Still, Ms. Walton was not uniformly embraced by state party leadership, as Gov. Kathy Hochul — a Buffalo native — and Jay S. Jacobs, the chairman of the New York State Democratic Committee, declined to endorse her.
In the closing weeks of the campaign, Mr. Jacobs had come under particular fire after suggesting Ms. Walton’s win in the primary was akin to an infamous white supremacist, David Duke, winning his party’s nomination. (Mr. Jacobs, who heard calls for his resignation, later apologized.)
Ms. Walton, 39, was tying to become the first woman and first Black woman to lead New York’s second largest city, as well as the first socialist to lead a major American city in decades. A first-time candidate, she has an evocative life story as a single mother and labor organizer — a narrative that she leaned on in advertisements, some of which were paid for by groups like the Working Families Party, a labor-backed organization that often supports progressive candidates.
She had run an energetic primary campaign, surprising Mr.
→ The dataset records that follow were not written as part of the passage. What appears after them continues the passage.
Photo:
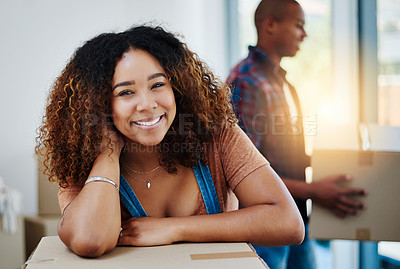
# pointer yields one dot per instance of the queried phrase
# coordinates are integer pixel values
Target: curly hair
(79, 105)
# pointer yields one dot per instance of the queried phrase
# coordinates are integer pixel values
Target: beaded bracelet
(91, 179)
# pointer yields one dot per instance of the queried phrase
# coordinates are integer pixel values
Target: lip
(148, 123)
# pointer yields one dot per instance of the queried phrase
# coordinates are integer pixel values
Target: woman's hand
(148, 231)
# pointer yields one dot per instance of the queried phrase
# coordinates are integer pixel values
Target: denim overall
(204, 180)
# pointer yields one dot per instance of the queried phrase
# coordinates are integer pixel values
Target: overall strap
(207, 188)
(130, 200)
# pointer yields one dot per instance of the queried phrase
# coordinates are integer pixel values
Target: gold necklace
(148, 181)
(139, 172)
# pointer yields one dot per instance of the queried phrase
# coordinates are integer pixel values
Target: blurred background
(347, 72)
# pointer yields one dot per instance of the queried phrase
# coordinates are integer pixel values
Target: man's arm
(326, 192)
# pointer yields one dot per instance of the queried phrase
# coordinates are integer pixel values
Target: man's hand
(328, 193)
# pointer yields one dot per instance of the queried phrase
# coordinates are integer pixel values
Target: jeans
(300, 256)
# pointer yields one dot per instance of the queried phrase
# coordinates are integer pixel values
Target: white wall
(38, 37)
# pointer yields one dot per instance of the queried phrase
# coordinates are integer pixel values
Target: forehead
(294, 13)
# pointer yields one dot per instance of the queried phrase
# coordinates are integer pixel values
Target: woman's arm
(91, 223)
(268, 217)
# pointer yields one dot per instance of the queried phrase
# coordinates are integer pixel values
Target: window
(388, 25)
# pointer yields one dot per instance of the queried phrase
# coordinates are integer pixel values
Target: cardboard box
(36, 227)
(12, 247)
(376, 171)
(52, 253)
(48, 192)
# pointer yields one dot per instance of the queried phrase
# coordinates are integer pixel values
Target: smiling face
(143, 102)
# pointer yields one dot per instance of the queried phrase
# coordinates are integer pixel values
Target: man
(269, 111)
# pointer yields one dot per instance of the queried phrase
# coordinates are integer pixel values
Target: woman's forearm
(91, 223)
(264, 224)
(268, 225)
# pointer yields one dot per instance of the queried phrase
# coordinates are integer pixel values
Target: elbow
(296, 233)
(90, 246)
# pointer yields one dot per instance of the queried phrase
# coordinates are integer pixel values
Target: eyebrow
(132, 82)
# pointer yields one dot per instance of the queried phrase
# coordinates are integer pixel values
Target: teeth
(147, 123)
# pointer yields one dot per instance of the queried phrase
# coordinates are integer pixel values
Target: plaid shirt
(263, 112)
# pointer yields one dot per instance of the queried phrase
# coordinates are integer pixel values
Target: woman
(136, 117)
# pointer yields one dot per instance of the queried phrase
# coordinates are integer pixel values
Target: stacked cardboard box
(46, 222)
(52, 253)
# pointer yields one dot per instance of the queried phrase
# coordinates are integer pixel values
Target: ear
(270, 25)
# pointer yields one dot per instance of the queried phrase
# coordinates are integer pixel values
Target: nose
(146, 102)
(304, 33)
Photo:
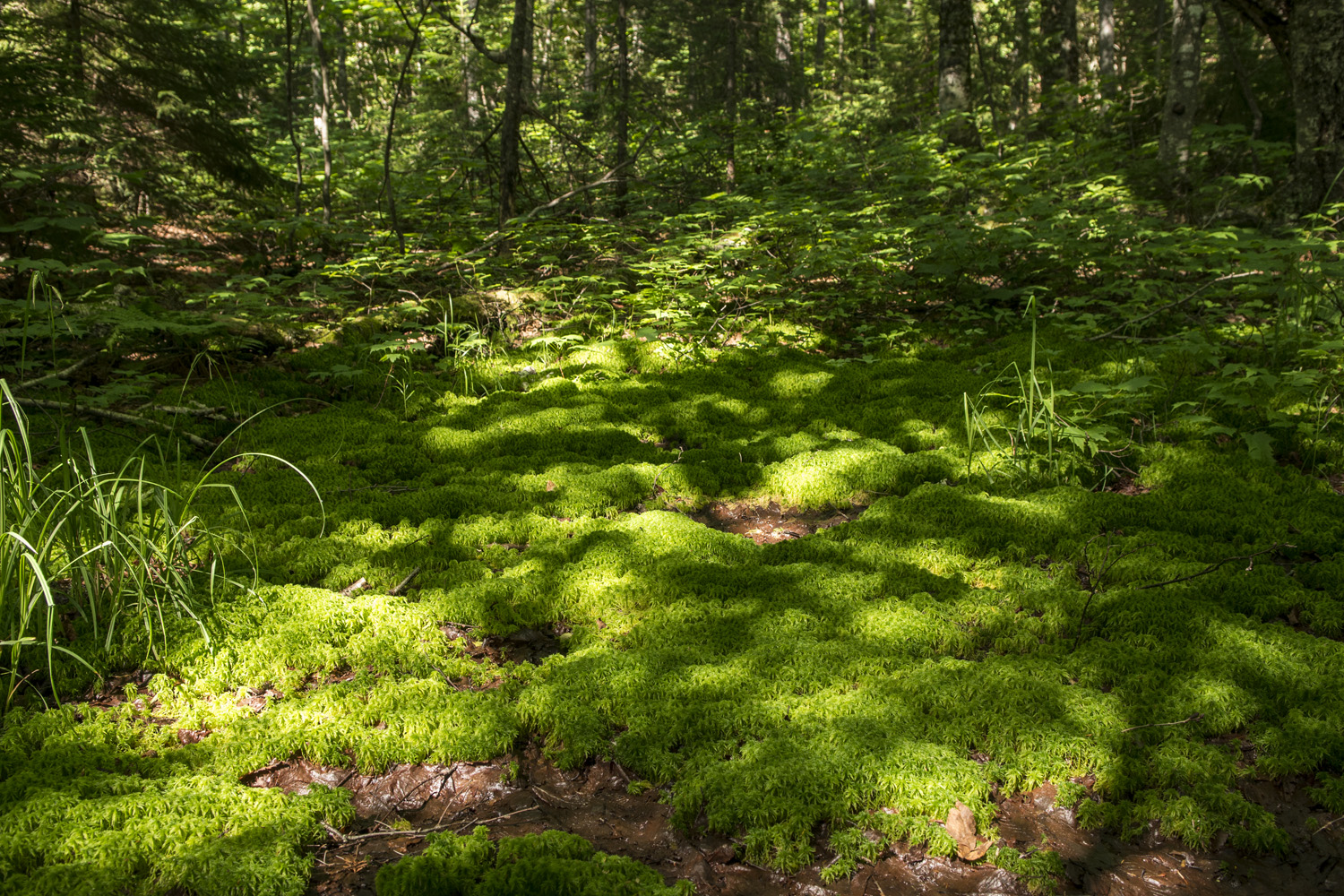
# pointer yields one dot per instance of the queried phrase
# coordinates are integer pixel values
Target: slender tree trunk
(1021, 59)
(74, 42)
(870, 43)
(323, 102)
(289, 109)
(590, 47)
(1316, 38)
(839, 40)
(954, 34)
(392, 128)
(341, 80)
(731, 99)
(515, 93)
(1107, 46)
(1244, 81)
(1182, 91)
(784, 81)
(623, 113)
(472, 108)
(1059, 29)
Brown, who largely refused to acknowledge her candidacy, having won past campaigns comfortably in a city in which Democrats far outnumber Republicans.
The mayor’s blasé attitude changed radically, however, after Ms. Walton’s win, as he announced his write-in campaign and attempted a legal push to get himself put on the ballot. That effort failed after a pair of judges ruled against Mr. Brown in September, leaving Ms. Walton the only candidate whose name was on the ballot.
As the campaign continued, political observers here repeatedly suggested that Mr. Brown could be a favorite, if only because of his 16 years in office and widespread name recognition.